Boo-AI — Master Artificial Intelligence by Building from Scratch

Learning Objectives

By the end of this section, you will be able to:

Understand computational graphs as the fundamental data structure for representing neural network computations
Visualize forward and backward passes as information flowing through the graph in opposite directions
Apply the chain rule on graphs to systematically compute gradients for any computation
Explain how autograd systems work by recording operations and replaying them in reverse
Analyze gradient flow patterns including addition, multiplication, and branching operations
Understand the memory vs computation trade-offs in modern deep learning frameworks

Why This Matters: Computational graphs are the secret weapon of modern deep learning. They transform the complex problem of computing gradients through millions of parameters into a simple, systematic algorithm. Every major deep learning framework—PyTorch, TensorFlow, JAX—is built on this foundation.

The Big Picture

Imagine you need to find the derivative of a complex function involving dozens of operations and millions of parameters.
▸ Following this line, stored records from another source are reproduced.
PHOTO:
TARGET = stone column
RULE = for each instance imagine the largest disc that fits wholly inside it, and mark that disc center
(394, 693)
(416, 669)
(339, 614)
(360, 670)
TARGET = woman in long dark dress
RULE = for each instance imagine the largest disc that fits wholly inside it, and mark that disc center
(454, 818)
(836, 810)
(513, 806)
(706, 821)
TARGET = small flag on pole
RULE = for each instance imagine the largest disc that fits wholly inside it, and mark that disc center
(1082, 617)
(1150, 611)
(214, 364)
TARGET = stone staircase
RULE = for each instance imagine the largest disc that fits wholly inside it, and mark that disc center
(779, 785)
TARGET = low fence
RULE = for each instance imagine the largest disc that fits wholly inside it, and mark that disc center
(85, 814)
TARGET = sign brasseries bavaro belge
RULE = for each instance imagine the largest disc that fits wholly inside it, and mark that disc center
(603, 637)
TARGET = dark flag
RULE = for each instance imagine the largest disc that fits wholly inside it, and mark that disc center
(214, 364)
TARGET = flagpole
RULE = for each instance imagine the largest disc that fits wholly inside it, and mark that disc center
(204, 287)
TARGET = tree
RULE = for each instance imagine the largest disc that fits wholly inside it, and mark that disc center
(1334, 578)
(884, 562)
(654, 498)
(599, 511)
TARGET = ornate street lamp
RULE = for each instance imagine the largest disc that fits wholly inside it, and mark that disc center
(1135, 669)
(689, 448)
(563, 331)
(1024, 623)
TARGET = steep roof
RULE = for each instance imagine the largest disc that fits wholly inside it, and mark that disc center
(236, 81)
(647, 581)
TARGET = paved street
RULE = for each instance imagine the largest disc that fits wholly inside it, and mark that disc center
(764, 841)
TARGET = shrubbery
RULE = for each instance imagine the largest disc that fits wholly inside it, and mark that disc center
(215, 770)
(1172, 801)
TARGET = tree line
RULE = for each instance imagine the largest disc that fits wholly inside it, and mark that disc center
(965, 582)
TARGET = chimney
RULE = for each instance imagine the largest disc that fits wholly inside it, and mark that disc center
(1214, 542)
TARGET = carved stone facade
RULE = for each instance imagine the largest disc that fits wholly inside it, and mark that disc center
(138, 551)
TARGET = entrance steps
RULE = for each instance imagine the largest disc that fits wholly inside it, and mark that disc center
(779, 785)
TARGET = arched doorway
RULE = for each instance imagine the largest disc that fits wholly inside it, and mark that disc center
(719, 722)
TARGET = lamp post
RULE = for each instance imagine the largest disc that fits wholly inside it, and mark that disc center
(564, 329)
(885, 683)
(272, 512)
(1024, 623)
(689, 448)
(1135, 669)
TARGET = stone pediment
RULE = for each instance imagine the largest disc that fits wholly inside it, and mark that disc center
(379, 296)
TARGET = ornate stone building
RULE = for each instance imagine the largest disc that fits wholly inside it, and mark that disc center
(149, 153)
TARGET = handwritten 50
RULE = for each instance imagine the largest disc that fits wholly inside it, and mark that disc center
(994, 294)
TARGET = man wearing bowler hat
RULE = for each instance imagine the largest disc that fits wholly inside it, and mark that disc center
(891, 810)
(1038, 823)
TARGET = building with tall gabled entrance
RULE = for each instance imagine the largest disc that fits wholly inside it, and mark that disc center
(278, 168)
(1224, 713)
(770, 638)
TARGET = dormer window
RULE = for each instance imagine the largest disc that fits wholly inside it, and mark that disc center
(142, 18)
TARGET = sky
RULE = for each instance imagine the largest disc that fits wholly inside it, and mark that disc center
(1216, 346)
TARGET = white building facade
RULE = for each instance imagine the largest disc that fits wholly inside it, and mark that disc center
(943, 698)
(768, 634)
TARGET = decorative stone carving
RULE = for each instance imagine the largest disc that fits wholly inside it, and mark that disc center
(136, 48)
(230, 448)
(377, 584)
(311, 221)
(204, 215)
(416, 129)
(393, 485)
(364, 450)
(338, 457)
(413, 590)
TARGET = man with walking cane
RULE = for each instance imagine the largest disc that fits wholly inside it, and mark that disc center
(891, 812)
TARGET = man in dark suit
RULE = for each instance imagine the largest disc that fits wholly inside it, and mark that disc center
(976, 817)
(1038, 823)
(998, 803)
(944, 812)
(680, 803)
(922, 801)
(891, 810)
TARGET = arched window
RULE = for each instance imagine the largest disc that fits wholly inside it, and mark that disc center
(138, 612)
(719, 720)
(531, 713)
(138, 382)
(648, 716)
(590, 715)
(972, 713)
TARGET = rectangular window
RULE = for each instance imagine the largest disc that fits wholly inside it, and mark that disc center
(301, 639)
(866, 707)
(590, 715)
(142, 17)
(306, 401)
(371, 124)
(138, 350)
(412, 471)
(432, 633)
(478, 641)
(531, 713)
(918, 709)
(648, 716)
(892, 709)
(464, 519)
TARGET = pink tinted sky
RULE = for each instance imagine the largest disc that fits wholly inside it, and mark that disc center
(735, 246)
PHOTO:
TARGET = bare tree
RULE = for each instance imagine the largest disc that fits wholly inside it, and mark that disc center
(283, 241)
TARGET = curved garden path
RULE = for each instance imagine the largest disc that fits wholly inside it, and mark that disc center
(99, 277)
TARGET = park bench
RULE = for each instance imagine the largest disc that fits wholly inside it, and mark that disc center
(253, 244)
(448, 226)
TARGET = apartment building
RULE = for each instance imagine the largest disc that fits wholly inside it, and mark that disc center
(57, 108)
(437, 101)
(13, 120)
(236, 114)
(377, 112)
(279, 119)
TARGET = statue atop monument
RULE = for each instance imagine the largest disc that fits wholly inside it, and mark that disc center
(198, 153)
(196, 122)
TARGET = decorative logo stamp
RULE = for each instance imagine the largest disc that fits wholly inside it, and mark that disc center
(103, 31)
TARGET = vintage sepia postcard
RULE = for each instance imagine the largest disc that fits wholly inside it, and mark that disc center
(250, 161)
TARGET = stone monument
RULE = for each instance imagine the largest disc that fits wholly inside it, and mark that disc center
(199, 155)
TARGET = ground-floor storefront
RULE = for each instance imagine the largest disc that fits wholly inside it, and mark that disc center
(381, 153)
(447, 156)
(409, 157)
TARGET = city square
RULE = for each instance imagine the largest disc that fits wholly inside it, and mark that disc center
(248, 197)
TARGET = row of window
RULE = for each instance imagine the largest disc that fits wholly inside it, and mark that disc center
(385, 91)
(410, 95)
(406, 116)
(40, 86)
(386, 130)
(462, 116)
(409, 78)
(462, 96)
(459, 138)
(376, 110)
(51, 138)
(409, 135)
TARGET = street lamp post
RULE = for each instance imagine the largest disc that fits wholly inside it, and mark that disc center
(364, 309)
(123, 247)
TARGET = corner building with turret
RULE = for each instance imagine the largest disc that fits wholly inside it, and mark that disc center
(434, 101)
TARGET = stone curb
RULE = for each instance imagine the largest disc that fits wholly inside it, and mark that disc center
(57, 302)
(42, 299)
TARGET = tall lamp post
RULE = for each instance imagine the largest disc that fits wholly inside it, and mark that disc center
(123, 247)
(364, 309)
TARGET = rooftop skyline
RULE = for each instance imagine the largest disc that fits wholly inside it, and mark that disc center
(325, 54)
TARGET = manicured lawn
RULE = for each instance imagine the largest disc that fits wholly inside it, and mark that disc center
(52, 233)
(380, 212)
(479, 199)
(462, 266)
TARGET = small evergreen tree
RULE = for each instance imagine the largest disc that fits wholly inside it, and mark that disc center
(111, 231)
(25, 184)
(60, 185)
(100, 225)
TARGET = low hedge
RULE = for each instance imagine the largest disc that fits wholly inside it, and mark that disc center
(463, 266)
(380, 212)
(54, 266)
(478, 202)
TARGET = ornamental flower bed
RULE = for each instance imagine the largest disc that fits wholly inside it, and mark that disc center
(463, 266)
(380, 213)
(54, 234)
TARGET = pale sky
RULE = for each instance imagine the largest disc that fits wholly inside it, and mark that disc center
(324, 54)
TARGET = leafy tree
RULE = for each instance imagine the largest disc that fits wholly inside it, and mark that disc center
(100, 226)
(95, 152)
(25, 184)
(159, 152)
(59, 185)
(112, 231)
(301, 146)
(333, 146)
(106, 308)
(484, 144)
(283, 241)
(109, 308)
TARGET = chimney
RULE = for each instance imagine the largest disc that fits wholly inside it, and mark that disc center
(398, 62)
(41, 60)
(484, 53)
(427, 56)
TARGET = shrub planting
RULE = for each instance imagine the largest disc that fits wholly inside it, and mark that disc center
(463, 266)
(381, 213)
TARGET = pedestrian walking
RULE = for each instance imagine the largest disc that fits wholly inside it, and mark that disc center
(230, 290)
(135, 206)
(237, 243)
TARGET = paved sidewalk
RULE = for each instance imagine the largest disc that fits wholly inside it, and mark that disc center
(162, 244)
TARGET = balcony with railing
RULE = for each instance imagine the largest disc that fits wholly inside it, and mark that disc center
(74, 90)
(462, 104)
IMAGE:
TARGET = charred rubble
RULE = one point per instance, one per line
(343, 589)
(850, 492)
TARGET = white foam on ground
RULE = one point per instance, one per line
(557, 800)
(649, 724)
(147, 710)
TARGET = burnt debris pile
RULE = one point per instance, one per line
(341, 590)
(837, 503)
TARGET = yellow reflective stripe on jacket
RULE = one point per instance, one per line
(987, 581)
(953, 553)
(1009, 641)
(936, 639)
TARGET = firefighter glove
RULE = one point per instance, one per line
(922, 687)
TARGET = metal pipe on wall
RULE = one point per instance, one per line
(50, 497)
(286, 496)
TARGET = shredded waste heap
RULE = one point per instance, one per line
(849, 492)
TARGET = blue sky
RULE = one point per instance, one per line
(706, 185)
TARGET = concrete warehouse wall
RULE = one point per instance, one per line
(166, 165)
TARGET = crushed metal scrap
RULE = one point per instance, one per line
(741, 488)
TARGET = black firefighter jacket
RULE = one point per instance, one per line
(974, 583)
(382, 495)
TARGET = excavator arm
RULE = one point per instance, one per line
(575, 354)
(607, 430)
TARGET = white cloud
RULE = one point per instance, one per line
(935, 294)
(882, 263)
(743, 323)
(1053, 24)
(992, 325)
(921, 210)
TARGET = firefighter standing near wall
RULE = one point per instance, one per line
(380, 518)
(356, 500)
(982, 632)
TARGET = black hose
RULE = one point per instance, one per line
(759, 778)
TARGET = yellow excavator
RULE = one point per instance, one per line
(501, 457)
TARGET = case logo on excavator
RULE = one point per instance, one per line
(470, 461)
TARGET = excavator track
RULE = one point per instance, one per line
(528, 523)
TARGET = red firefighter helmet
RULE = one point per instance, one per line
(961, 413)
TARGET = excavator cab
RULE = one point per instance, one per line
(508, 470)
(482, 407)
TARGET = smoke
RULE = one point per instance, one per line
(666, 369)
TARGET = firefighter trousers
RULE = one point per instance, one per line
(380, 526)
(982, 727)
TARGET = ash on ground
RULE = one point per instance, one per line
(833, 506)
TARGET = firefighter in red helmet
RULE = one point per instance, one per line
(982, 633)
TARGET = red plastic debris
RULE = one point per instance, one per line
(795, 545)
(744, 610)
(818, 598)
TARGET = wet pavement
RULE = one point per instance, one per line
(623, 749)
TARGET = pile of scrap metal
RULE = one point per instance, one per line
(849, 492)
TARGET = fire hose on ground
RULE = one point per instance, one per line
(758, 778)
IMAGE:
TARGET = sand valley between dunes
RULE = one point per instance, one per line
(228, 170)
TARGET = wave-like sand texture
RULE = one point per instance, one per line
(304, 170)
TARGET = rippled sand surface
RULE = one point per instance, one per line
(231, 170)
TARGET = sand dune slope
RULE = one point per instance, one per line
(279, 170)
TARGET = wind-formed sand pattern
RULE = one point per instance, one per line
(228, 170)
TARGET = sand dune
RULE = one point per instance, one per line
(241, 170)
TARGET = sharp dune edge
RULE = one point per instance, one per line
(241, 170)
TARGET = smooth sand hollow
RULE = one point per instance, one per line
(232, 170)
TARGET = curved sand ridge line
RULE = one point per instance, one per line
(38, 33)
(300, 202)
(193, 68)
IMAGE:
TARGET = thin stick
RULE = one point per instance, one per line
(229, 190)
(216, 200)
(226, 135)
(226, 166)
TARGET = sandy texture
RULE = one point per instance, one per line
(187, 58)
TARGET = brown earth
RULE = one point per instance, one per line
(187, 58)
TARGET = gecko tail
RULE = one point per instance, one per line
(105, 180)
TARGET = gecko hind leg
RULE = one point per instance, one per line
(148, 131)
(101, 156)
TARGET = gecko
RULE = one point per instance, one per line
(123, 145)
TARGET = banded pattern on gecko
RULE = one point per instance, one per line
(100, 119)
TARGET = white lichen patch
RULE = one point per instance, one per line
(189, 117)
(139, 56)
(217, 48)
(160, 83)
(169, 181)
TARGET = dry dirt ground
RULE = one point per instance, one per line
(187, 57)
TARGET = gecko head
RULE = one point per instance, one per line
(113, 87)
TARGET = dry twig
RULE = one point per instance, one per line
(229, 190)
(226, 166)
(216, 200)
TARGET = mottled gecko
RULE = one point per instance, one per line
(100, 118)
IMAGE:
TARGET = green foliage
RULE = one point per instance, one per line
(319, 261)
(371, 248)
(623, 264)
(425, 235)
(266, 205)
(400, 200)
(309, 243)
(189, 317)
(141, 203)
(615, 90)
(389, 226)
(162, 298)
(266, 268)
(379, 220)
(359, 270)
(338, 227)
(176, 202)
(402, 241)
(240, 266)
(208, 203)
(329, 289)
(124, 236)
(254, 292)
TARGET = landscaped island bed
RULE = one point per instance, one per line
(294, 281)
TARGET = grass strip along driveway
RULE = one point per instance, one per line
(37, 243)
Doing this by hand would be impossibly tedious and error-prone. Computational graphs provide an elegant solution: represent the computation as a directed graph, then compute gradients automatically using the chain rule.

The Origin Story

The idea of using graphs to represent computations dates back to the 1960s, but the breakthrough for neural networks came in the 1980s with the development of backpropagation. Researchers realized that by structuring computations as directed acyclic graphs (DAGs), they could:

Compute outputs efficiently in a single forward pass
Compute all gradients efficiently in a single backward pass
Reuse intermediate values, avoiding redundant computation

This insight is what makes training neural networks with billions of parameters feasible. Without computational graphs and efficient backpropagation, modern AI would not exist.

Two Key Insights

Insight	Explanation	Consequence
Modularity	Complex functions can be decomposed into simple operations	Each operation only needs a local gradient
Chain Rule	Gradients flow through the graph via multiplication	Global gradients computed from local ones

What Is a Computational Graph?

A computational graph is a directed graph where:

Nodes represent values (inputs, intermediate results, outputs)
Edges represent operations or data flow between values

A Simple Example

Consider the function $L = (wx + b - y)^2$ , which is the squared error loss for linear regression. We can break this into elementary operations:

\begin{aligned} z_1 &= w \cdot x & \text{(multiply)} \\ z_2 &= z_1 + b & \text{(add)} \\ z_3 &= z_2 - y & \text{(subtract)} \\ L &= z_3^2 & \text{(square)} \end{aligned}

Each operation becomes a node in our graph, with edges showing the flow of data from inputs to outputs. This decomposition is key: each elementary operation has a simple, known gradient.

Why Graphs?

Using a graph structure provides several advantages:

Automatic differentiation: Gradients computed systematically, not derived by hand
Efficiency: Intermediate values cached during forward pass, reused in backward pass
Generality: Works for any computation that can be expressed as a DAG
Parallelization: Independent operations can be computed in parallel

Anatomy of a Computational Graph

Let's examine the components of a computational graph in detail:

Node Types

Node Type	Description	Example
Input	External values provided to the computation	x, w, b, y (training data and parameters)
Operation	Computes a value from its inputs	+, ×, σ, ReLU, matmul
Output	Final result of the computation	Loss L, prediction ŷ

Edge Information

Each edge in the graph carries two pieces of information:

Forward direction: The value flowing from one node to the next
Backward direction: The local gradient $\partial \text{output} / \partial \text{input}$

The Gradient Function

Every operation in the graph has an associated gradient function (or grad_fn in PyTorch terminology). This function computes how the operation's output changes with respect to each input.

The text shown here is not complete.